いやな夜がすてきな夜に変わる『こんやはすてきなゆきのよる』
住宅街をトボトボと歩く黒い野良猫。すぐ目の前の暖かそうな家々の光が、遠い遠い存在に見えることでしょう。「こんやはどこでねようかな……」と途方に暮れています。思わず出てきた言葉は「こんやはいやなゆきのよる」。それが、1匹の白猫との出会いにより『こんやはすてきなゆきのよる』に変わっていくお話です。仲間と一緒だと、つらく思えた状況も楽しみに満ちあふれる様子、2匹の猫がたどり着く先。寒い冬の日に、心がポカポカと温まる絵本です。
仲間と一緒にみる雪の豊かな表情
降りしきる雪の中で、目もひげも口もヘの字に垂れ下がってしまった黒猫。へいの上を歩いていたら「こんやはすてきなゆきのよる」という声がして、ひげはピンと張り、驚いた表情で前方を見つめます。そこには、うっとり雪空を見上げる白猫の姿がありました。白猫と一緒にへいの上を歩く中で、家の中から雪空を見上げる子どもや、犬小屋の中から雪空を見上げる犬の言葉によって、黒猫にも雪が色々なものに姿を変えて見えてきます。それは、楽しいものだったり、美味しいものだったり、きれいなものだったり……。
2匹を待つ温かい空間
黒猫がおなかをすかせていることを知った白猫は、黒猫の前を走ってある場所に向かいます。それを追いかける黒猫には、雪は白猫と出会う前とは全く違ったものに映っていました。私は現在北海道に住んでいるので、積もった雪の上を歩く猫の姿を見ると、飼い猫かな?野良猫かな?と心配になります。人間でも動物でも、抗しがたい自然の営みは、受け取る側の環境によって、美しくも残酷にもなりえます。大人はきっとそれを感じるでしょうし、そしてある程度大きな子も、無意識のうちにそんなことを感じ取るかもしれません。でもとにかく、突然現れた仲間の存在によって、つらく厳しいものだった雪をはしゃぎながら見上げる黒猫の様子や、様々に変わる雪の姿は、温かい気持ちをもたらしてくれると思います。

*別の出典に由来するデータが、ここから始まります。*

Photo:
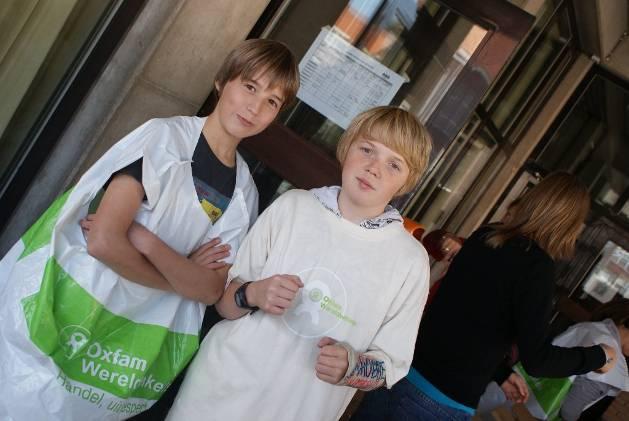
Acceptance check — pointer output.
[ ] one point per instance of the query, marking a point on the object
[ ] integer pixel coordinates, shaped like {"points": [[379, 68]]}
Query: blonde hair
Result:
{"points": [[551, 214], [255, 56], [399, 131]]}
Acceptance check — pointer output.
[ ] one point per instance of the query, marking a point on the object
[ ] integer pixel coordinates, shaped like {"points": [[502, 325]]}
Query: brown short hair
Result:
{"points": [[398, 130], [255, 56], [551, 214]]}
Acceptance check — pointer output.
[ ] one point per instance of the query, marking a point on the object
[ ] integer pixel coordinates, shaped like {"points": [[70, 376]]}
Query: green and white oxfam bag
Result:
{"points": [[77, 341]]}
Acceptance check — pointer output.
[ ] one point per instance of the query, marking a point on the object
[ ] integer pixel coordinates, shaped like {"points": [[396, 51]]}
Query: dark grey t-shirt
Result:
{"points": [[214, 182]]}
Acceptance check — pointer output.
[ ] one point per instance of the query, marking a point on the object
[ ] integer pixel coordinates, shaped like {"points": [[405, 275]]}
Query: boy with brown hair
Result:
{"points": [[339, 283], [97, 324]]}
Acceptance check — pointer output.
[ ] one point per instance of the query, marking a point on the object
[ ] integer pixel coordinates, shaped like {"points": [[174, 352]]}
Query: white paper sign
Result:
{"points": [[340, 81]]}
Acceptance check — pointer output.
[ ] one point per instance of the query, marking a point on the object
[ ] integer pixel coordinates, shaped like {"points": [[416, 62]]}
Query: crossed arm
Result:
{"points": [[140, 256]]}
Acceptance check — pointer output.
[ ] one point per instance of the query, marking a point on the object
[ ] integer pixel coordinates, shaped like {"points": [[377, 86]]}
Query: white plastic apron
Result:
{"points": [[77, 341]]}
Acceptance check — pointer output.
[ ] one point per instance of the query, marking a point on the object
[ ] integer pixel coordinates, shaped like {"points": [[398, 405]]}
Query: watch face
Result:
{"points": [[240, 297]]}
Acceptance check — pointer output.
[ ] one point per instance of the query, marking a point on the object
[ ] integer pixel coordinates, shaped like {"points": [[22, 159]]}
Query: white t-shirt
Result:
{"points": [[364, 287]]}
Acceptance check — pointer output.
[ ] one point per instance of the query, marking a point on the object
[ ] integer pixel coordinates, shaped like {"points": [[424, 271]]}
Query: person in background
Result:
{"points": [[441, 246], [587, 390], [498, 291]]}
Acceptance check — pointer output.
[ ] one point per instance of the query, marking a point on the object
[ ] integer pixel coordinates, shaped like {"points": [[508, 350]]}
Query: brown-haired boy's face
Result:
{"points": [[247, 107], [373, 173]]}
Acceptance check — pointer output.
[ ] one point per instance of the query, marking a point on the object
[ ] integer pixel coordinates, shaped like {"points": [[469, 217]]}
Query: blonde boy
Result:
{"points": [[339, 284]]}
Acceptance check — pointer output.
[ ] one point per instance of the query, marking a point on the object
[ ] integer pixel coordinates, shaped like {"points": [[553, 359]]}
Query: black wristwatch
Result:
{"points": [[240, 297]]}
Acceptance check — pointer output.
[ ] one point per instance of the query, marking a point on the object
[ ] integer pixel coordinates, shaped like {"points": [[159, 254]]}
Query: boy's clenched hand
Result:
{"points": [[274, 294], [332, 362]]}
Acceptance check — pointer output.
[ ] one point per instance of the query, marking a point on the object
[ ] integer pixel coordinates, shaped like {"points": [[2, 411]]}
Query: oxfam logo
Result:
{"points": [[72, 339], [315, 295], [310, 316]]}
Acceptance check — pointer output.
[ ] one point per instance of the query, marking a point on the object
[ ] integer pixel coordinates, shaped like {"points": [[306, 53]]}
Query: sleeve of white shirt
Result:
{"points": [[254, 251], [394, 342]]}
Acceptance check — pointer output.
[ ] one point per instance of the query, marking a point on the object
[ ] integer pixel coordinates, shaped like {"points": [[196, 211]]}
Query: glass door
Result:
{"points": [[433, 58], [50, 53]]}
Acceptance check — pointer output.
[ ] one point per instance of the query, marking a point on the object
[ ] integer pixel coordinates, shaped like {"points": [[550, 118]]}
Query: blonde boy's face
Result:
{"points": [[247, 107], [373, 173]]}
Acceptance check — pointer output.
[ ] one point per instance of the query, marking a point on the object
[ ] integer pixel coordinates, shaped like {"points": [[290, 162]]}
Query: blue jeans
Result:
{"points": [[404, 402]]}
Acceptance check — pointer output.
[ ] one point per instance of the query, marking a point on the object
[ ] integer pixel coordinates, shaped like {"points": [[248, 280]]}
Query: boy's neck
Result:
{"points": [[222, 144], [356, 213]]}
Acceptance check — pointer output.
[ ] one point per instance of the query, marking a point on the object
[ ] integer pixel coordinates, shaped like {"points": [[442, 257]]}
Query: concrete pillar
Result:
{"points": [[165, 66]]}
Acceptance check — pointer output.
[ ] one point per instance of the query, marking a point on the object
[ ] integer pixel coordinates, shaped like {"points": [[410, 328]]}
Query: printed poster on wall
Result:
{"points": [[340, 81]]}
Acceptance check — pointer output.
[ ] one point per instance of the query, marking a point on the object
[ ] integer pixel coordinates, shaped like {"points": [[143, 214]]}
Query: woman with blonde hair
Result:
{"points": [[498, 291]]}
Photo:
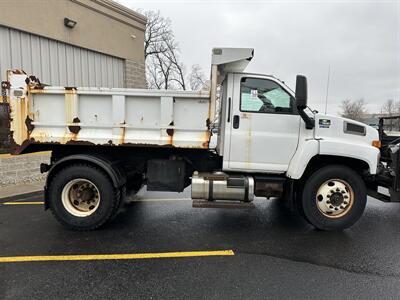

そして、雪に限らず、雲や空、山々といった自然の表情、町中の色々な物にも豊かな表情を見出すことができるのが子どもの力。毎日ふと見る光景の表情に、大人もふと気づいて子どもと共有するのも、子育て期の醍醐味ですよね。絵本の最終ページでは、目の前のことに夢中になる白猫と対照的に、空を見上げ続ける黒猫の表情が印象的です。